By Krista Kafer (krista555@msn.com) A man left the doctor’s office in disgust after the doctor suggested he exercise, lose weight, eat right, and quit smoking. The man wanted a simple prescription that would enable him to feel better. The doctor, however, said medication would have limited impact if the man refused to change his lifestyle. Refuse he did. In search of a diagnosis that agreed with his lifestyle, the man made an appointment with another doctor. Sound familiar? Education special interests perennially seek a cure-all—usually more money—to solve the public system’s malaise.
They dismiss advice to do the very things that will make the system healthy such as opening the system to competition and parental choice. Only school choice can establish a framework for innovation, specialization, and the replication of successful strategies. Much like a healthy lifestyle, it is the foundation that enables other interventions to work as intended.

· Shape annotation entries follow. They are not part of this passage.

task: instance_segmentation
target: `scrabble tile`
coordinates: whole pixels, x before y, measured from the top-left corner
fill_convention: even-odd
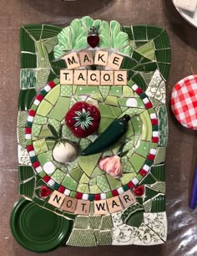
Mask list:
[[[130,190],[120,194],[119,199],[125,208],[136,202],[136,198]]]
[[[127,71],[114,71],[114,85],[126,85],[127,84]]]
[[[60,70],[60,84],[73,84],[73,70]]]
[[[122,210],[119,197],[118,196],[107,199],[107,203],[110,213]]]
[[[78,199],[75,213],[80,215],[88,215],[89,208],[90,208],[90,201]]]
[[[99,85],[100,84],[100,71],[88,70],[88,84]]]
[[[79,59],[81,66],[88,66],[93,64],[93,52],[79,52]]]
[[[64,56],[68,69],[73,69],[80,66],[77,53],[71,53]]]
[[[108,52],[96,51],[94,58],[94,64],[106,66],[108,63]]]
[[[62,210],[68,212],[74,212],[77,206],[78,199],[70,197],[65,197],[62,205]]]
[[[94,214],[107,214],[107,202],[106,200],[99,200],[93,202]]]
[[[59,208],[65,198],[65,195],[58,192],[58,191],[54,191],[48,201],[48,203],[53,205],[57,208]]]
[[[87,84],[87,70],[74,70],[73,75],[74,84]]]
[[[113,69],[114,70],[119,70],[123,59],[124,58],[119,54],[111,54],[108,59],[108,67]]]
[[[100,77],[101,85],[112,85],[114,84],[114,72],[102,70]]]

Solutions like research-based reading programs, site-based management, Core Knowledge programs, parental involvement, alternative certification, on-line education, post-secondary connections, etc. are much more likely to succeed in a choice environment. In Colorado, for example, a strong charter school law and high parent demand has encouraged the opening of numerous Core Knowledge schools, additional elementary schools with phonics-based reading programs, on-line schools, several early college high schools, and the creation of alternative certification programs to meet the demand for new talent.
True, these types of reforms can exist without choice but they are more likely to where there is 1) demand, and 2) a system that enables reformers to create opportunities to meet the demand. Public school open enrolment, charter school laws, state-funded vouchers, and tax credits allow parents to choose (demand) and give entrepreneurial individuals the opportunity to meet the demand (supply) by opening new schools, adding additional seats at high achieving schools, replicating successful designs, and revamping existing schools.
It doesn’t take a degree in economics to see how this works. I recently offered one of many logical applications for it in connection with the "boy crisis in classrooms -- see a summary here and the full text here.
Yet the left-of-center Education Sector insists in a misguided critique of my paper that choice supporters “persist in claiming that choice is some kind of magical panacea for every educational problem imaginable demonstrate their unseriousness and raise false expectations for choice initiatives in a way that ultimately undermines their case.”
Choice is no panacea. There are no panaceas. It is, however the essential component of a healthy system and that which enables other strategies to flourish.
With that in mind, check out the new report by the Institute for Justice and the American Legislative Exchange Council that analyzes on a state-by-state basis the state constitutionality of voucher and tax credit programs (the US Supreme Court has ruled both consistent with the US Constitution). All but two states (MI and MA) have constitutions that allow vouchers and/or tax credits.
So what’s stopping us from injecting a dose of healthy parental choice into education? Misinformation spread by well funded unions, other special interests, and the politicians they own leads many astray. We need to get the word out that parental choice is beneficial, constitutional, and essential to our way of life. Truth is the antidote to lies.